Gary Ballance made an unbeaten 98 to put County Championship leaders Yorkshire in a strong position against Sussex at Hove.

Ballance, discarded by England after playing in the first two Ashes Tests, made serene progress to his highest score since he made 122 in the first Test against West Indies in Antigua in April as Yorkshire reached 346-6 at stumps on the first day.

It was only in the last hour, when Ballance and Tim Bresnan, who was undefeated on 44, that Yorkshire had control. Until then they had certainly needed Ballance’s resilience after Ollie Robinson threatened to undermine his former county.

Robinson was released by Yorkshire at the end of last season after disciplinary problems but the 21-year-old seamer has revelled in his move to Hove. The three wickets he took raised his Championship tally to 44 and he, Chris Jordan – who was playing only his third Championship game of an injury-ruined season – and Steve Magoffin constantly asked questions of Yorkshire’s batsmen.

Ballance came in shortly after lunch with Yorkshire 110-3 and they soon lost their fourth wicket when opener Alex Lees played on to Jordan for an attractive 69 from 120 balls, which included 13 boundaries.

Robinson and Jordan shared the six wickets while Jordan also contributed three catches, two at slip and an outstanding one-handed effort, diving to his right, off his own bowling to remove Jack Leaning for a duck.

Robinson had earlier removed opener Andrew Hodd, the former Sussex player who was making his first return to Hove since 2012, for 11 and at 22 for 2 Yorkshire were in trouble.

The problem for Sussex was that Chris Liddle was unable to maintain the pressure imposed by the other three seamers while leg-spinner Luke Wells found little first-day turn. Liddle’s first five over spell cost 31 runs and allowed Gale and Lees, who reached an 80-ball half-century just before lunch, to rebuild in a stand of 88 for the fourth wicket.

Gale looked mortified to be given out leg before after Jordan struck him on the boot in the third over after lunch while Lees could count himself unlucky to be bowled off an inside edge that just did enough to disturb the off bail.
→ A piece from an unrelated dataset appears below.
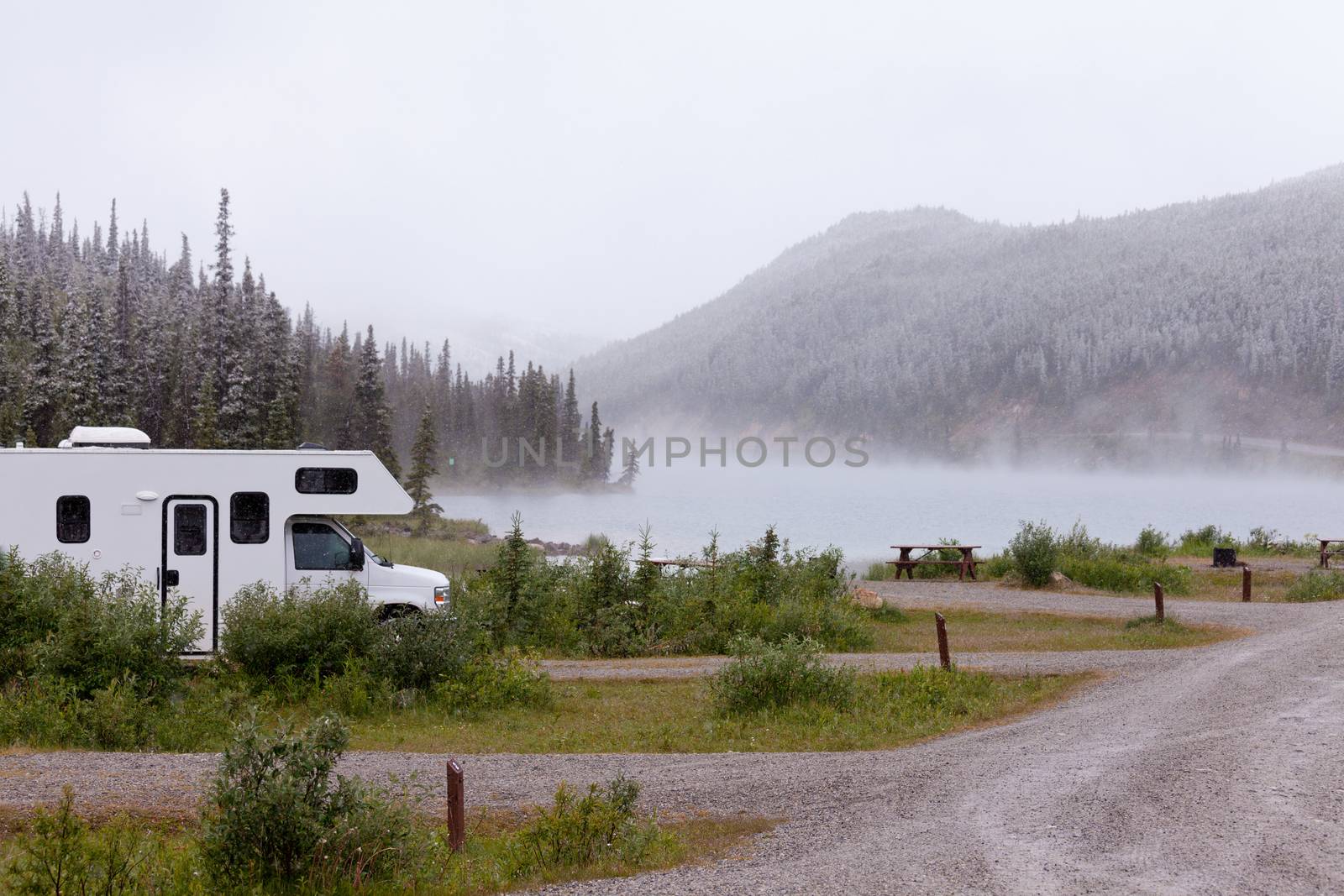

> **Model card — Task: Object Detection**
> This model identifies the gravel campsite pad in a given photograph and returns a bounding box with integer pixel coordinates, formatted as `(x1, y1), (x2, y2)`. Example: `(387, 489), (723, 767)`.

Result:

Even Maxwell, in his last Championship game for Yorkshire, found acceleration tough but seemed to be getting to grips with the slow pitch when he edged Robinson to slip for 43.

Adil Rashid (7) was tied down and lost patience, caught behind aiming a big drive at Jordan, but Yorkshire’s admirable batting depth was evident again when Bresnan and Ballance came together.

Robinson switched to bowling off spin for two overs in search of a breakthrough before taking the new ball but Ballance and Bresnan negotiated it comfortably enough. Ballance has so far hit 11 fours and an upper cut off Jordan over third man, which brought up his 50, and faced 191 balls.